La question que je me pose à présent, est si ces deux visions, l'immersion à l'ancienne ou la réalité augmentée, s'opposent viscéralement : la seconde succèdera-telle à la première, qui ne subsistera plus alors qu'à l'état de vieille relique ?

Quand on y réfléchit, la différence clé est dans le référentiel.

Dans l'immersion à l'ancienne, c'est vous qui êtes transporté dans un autre monde, respectant ainsi une tradition séculaire qui a débuté avec les premiers récits au coin du feu pour se transmettre dans l'histoire du divertissement populaire humain au travers du théâtre, de la musique, du cinéma. Tous ces médias ont finalement le même point commun : celui de nous emmener dans un ailleurs.

La réalité augmentée fait l'inverse : elle apporte dans notre monde de nouveaux éléments étrangers, l'enrichissant d'autant. Mais c'est aussi là sa limite : jamais sa puissance d'évocation ne sera aussi forte que l'immersion à l'ancienne. Jamais vous ne serez emporté dans un nouvel univers, comme Alice au Pays des Merveilles - tout au plus la réalité augmentée pourra-t-elle faire apparaître un lapin blanc dans votre jardin.

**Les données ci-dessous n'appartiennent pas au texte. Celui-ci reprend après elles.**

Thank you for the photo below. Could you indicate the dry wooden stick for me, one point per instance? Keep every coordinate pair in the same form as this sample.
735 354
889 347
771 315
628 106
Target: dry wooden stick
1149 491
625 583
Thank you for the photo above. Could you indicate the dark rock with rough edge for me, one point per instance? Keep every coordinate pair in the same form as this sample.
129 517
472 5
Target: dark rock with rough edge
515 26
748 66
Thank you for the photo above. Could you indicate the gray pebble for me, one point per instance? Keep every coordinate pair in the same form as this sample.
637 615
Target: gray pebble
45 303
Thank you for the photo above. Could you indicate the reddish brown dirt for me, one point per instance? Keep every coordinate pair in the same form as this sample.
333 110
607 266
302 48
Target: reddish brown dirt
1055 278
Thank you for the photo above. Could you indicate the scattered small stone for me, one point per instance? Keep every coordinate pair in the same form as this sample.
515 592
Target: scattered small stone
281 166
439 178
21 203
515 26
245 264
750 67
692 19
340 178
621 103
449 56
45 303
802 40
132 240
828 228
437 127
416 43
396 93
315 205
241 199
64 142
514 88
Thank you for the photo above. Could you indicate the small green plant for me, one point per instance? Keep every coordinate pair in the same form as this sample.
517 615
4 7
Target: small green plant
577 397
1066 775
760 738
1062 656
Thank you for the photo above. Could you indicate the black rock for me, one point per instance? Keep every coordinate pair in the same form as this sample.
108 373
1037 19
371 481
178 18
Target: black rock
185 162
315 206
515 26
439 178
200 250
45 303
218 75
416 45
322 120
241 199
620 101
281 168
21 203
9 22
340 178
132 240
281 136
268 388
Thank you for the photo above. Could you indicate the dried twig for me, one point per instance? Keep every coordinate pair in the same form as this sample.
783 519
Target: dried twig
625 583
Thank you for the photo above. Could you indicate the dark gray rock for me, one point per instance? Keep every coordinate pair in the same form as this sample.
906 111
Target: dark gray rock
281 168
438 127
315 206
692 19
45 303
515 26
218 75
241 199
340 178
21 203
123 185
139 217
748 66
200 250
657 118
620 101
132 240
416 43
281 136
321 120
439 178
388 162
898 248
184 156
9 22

Au final, malgré les inquiétudes que l'on voit régulèrement réapparaître sur le sentiment d'isolation, l'immersion à l'ancienne est sans doute la mieux adaptée à l'humanité, à sa condition et à sa psyché.

A vrai dire, je pense que voir dans le désir de s'immerger dans un monde inconnu et nouveau un élan dangereux, malsain, immature, autodestructeur, voire suicidaire, est quelque peu étroit d'esprit et réactionnaire (et encore, je ne me fais pas aussi sévère que la plupart des détracteurs de notre hobby). Il ne faut pas forcément croire que le désir de vouloir échapper au monde réel soit forcément l'expression d'un désir d'en disparaître, pour fuir je ne sais quelle difficulté du monde réel.

Au contraire, peut-être que nous cherchons plutôt à fuir toutes ces choses sur lesquelles l'immersion de la réalité augmentée s'est construite : le bruit permanent et insignifiant, le bombardement publicitaire constant, des images aux SMS. Bien loin d'un désir auto-destructeur, la volonté de se couper du monde peut aussi être l'expression d'un repli contemplatif et méditatif - un bref moment de répit, un instant de communion temporaire avec une expérience pure (et ses créateurs au passage).

Cette faculté d'évasion est ce que j'ai toujours aimé dans les jeux vidéo (et les romans et les films d'ailleurs), et c'est ce que l'art essaie de réussir depuis des milliers d'années. Et c'est aussi pourquoi je ne m'inquiète finalement pas tant que ça de l'essor de Facebook et autres applications pour iPhone/smartphone.

En tant qu'espèce, nous sommes beaucoup trop porté sur le goût de la découverte, l'envie de voir de nouveaux lieux, de nouveaux mondes, de vivre de nouvelles choses : nous voudrons toujours nous immerger dans des mondes différents du nôtre. Et personnellement, je trouve que c'est très bien ainsi.